Tantangan Menjaga Kedaulatan Digital
Sementara itu menurut Heru Sutadi, Direktur Eksekutif ICT Institue, ada beberapa tantangan dalam menjaga kedaulatan digital. Salah satunya adalah masalah infrastruktur.
"Masalah infrastruktur perlu ada percepatan, ini menjadi krusial karena tahun 2025 tidak lama lagi sehingga harus ada percepatan," ujar Heru yang ikut dalam diskusi virtual Gizmotalk dari Belanda.
Di tingkat bisnis atau industri, Indonesia harus meningkatkan produk dalam negeri serta meningkatkan transformasi digital.

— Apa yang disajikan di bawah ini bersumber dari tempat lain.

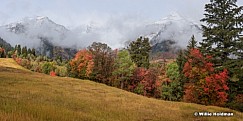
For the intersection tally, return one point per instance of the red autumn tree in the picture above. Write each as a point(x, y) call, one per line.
point(2, 53)
point(149, 83)
point(205, 85)
point(52, 73)
point(145, 82)
point(82, 64)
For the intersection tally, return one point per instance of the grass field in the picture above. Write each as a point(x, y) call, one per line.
point(29, 96)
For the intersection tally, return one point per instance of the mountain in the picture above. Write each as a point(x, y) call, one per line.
point(173, 27)
point(45, 35)
point(41, 33)
point(5, 45)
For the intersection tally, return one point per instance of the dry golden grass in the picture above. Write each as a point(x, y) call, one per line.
point(29, 96)
point(9, 62)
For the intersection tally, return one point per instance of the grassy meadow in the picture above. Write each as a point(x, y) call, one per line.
point(30, 96)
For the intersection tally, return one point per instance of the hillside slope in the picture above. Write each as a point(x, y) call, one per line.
point(29, 96)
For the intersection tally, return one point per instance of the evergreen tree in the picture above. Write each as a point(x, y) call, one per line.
point(33, 51)
point(18, 50)
point(222, 30)
point(24, 51)
point(223, 40)
point(103, 61)
point(181, 59)
point(123, 67)
point(29, 51)
point(139, 51)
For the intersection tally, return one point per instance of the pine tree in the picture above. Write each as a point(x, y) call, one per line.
point(223, 40)
point(33, 51)
point(181, 59)
point(123, 67)
point(139, 51)
point(222, 30)
point(24, 51)
point(19, 50)
point(29, 51)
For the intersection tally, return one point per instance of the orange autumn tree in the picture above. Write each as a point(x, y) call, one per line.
point(82, 64)
point(205, 85)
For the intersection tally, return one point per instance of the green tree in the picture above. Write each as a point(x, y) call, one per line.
point(29, 51)
point(222, 29)
point(181, 58)
point(123, 67)
point(223, 40)
point(19, 50)
point(24, 51)
point(172, 91)
point(139, 51)
point(103, 58)
point(33, 51)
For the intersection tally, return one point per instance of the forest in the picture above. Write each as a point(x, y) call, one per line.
point(207, 72)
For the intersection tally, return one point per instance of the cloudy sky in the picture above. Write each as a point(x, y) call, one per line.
point(119, 20)
point(76, 12)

Heru Sutadi juga menyebut bahwa negara kita hanya menjadi pasar tanpa produk dalam negeri. Praktis, perkembangan ekonomi digital bukan di Indonesia karena kita hanya menjadi pasar.
Oleh sebab itu, kita harus membangun ekosistem, baik dari dalam maupun luar negeri. Harus ada regulasi yang memiliki keberpihakan terhadap lokal. Tantangan terakhir adalah menyangkut keamanan digital.
“Saya melihat kedaulatan digital itu dua sisi, negara berdaulat dengan negara lain, dan rakyat memiliki kedaulatan akan mereka bisa akses internet dan mendapatkan manfaat dari perkembangan digital,” Heru memungkaskan.